Non, c’est la force de l’autopersuasion. En grandissant, il a été très influencé par son père, qui l’a élevé pour être un « killer », et par le pouvoir de la « pensée positive » prêchée par le pasteur Norman Peale, qui a officié à son premier mariage. L’idée centrale, c’est que si vous créez dans votre esprit une vision de succès, que vous ne pensez jamais à l’échec, le succès viendra. Trump en a fait une arme et a poussé le concept plus loin : ceux qui s’opposent à lui doivent être détruits, comme les médias, Hillary Clinton ou [l’ex-directeur du FBI] James Comey.

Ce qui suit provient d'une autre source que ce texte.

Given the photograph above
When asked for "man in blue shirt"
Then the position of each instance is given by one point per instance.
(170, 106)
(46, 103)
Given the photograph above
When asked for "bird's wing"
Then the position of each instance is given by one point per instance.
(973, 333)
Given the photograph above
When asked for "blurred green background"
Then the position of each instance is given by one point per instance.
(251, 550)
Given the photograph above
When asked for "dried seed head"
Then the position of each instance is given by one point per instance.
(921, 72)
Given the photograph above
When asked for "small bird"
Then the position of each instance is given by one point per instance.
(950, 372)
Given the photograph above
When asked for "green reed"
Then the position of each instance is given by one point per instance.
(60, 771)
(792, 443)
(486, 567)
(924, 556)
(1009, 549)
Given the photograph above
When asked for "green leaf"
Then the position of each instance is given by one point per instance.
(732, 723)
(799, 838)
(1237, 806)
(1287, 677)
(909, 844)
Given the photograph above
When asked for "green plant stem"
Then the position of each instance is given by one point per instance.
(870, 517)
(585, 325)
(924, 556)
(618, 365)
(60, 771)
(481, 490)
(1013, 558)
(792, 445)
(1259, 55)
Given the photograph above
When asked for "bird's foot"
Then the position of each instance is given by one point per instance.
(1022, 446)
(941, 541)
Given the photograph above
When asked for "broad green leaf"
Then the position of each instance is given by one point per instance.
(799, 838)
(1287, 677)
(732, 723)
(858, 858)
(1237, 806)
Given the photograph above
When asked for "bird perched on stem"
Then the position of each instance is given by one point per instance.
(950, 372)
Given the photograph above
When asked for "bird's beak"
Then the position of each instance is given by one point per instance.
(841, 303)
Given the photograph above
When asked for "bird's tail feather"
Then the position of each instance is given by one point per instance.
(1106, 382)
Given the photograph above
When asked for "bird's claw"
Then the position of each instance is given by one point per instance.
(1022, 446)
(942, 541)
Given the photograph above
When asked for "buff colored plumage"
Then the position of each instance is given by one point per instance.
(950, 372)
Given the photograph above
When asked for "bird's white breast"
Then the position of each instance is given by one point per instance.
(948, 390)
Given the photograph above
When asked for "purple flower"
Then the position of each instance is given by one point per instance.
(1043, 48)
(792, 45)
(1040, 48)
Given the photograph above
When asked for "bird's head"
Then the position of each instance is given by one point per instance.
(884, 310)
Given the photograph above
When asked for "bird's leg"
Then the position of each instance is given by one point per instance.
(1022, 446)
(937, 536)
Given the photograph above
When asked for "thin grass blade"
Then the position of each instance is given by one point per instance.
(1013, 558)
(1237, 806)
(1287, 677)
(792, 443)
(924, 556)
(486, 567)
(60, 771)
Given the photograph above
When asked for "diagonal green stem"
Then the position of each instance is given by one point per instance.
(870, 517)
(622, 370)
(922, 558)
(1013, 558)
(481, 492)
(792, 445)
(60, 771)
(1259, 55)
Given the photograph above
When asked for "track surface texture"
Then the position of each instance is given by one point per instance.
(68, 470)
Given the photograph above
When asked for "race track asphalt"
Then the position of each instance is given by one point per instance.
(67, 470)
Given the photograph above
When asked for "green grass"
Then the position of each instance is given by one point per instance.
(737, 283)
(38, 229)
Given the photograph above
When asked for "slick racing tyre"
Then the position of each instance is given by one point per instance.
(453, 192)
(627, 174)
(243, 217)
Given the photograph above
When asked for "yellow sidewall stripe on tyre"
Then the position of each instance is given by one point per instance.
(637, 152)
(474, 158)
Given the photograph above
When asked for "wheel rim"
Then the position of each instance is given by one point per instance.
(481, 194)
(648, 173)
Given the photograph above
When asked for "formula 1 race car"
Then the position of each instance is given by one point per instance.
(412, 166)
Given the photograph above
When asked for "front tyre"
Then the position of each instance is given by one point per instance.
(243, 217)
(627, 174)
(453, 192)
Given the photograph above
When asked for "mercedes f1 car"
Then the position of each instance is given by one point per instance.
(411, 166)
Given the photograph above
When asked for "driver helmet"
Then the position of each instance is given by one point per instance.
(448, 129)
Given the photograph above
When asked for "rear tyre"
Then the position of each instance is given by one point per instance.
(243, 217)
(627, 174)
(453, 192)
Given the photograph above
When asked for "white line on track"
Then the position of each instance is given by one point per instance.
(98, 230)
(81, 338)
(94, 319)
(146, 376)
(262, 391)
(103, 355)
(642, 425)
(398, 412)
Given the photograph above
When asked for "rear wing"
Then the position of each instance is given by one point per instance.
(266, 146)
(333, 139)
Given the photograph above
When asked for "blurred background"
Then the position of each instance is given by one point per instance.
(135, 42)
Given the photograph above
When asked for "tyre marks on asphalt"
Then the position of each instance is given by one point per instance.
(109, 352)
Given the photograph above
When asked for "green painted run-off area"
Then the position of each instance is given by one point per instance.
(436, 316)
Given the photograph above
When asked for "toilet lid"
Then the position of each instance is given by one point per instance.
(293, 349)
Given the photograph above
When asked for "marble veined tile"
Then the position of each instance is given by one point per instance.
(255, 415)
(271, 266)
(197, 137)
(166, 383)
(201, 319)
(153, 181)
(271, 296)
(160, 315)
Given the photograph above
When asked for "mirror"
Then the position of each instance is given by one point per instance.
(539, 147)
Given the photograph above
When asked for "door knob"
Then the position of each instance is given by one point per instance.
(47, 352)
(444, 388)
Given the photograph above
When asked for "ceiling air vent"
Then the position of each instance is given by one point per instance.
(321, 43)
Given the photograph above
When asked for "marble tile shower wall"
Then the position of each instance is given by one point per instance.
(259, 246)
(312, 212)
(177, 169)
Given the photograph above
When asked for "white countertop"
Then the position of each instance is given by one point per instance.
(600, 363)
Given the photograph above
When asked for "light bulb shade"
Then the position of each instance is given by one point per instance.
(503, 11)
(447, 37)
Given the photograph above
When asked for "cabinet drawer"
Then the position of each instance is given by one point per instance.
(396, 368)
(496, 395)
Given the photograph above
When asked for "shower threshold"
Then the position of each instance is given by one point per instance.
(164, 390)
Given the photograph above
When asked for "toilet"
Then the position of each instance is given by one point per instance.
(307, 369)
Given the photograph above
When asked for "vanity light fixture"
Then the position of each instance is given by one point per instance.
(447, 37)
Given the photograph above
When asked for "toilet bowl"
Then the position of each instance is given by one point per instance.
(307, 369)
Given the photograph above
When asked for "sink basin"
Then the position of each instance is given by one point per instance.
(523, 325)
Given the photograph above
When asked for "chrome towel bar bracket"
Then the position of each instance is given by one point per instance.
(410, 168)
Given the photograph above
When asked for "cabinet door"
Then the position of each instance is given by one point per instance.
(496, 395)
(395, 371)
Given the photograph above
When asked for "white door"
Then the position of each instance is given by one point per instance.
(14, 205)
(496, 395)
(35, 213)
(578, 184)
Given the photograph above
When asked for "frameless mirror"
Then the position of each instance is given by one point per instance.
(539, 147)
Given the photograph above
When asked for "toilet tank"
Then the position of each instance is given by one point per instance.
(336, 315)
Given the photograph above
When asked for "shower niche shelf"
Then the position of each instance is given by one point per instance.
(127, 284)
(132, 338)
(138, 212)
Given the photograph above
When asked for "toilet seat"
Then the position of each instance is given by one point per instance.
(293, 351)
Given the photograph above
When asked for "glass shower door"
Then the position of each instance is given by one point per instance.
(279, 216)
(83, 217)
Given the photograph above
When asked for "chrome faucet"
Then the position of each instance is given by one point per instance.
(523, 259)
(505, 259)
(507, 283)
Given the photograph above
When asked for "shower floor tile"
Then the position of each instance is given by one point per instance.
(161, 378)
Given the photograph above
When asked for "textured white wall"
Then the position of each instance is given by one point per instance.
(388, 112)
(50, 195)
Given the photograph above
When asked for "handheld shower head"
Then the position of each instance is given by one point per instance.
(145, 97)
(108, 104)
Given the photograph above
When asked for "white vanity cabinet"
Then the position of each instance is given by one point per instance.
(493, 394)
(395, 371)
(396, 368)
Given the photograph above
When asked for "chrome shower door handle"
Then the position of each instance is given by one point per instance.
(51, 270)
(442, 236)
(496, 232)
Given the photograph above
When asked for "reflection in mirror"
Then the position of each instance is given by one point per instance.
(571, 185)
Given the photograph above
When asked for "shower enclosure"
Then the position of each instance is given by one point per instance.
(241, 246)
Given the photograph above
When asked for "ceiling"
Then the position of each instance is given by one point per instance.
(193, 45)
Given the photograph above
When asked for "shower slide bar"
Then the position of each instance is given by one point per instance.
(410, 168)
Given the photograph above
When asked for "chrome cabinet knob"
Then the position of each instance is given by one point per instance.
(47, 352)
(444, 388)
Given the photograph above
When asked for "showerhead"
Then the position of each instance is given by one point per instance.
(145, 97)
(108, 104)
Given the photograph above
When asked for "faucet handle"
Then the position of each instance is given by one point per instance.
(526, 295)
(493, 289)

Comment perçoit-il cette de popularité historiquement basse à ce stade, à moins de 40 % ?

Il remet en cause la fiabilité de ces mêmes sondages qui le donnaient perdant il y a un an.

Et la menace de l’enquête sur la Russie ?

Il applique la même stratégie avec la presse ou laRussie : décrédibiliser les médias et le procureur spécial Robert Mueller. Quand vous ne pouvez pas attaquer le message, visez le messager.

Comment réagit-il en cas d’échec incontestable, comme sur Obamacare ?

C’est très simple. Il est à l’origine de tout succès mais tout échec est de la faute de quelqu’un d’autre, ici du Congrès.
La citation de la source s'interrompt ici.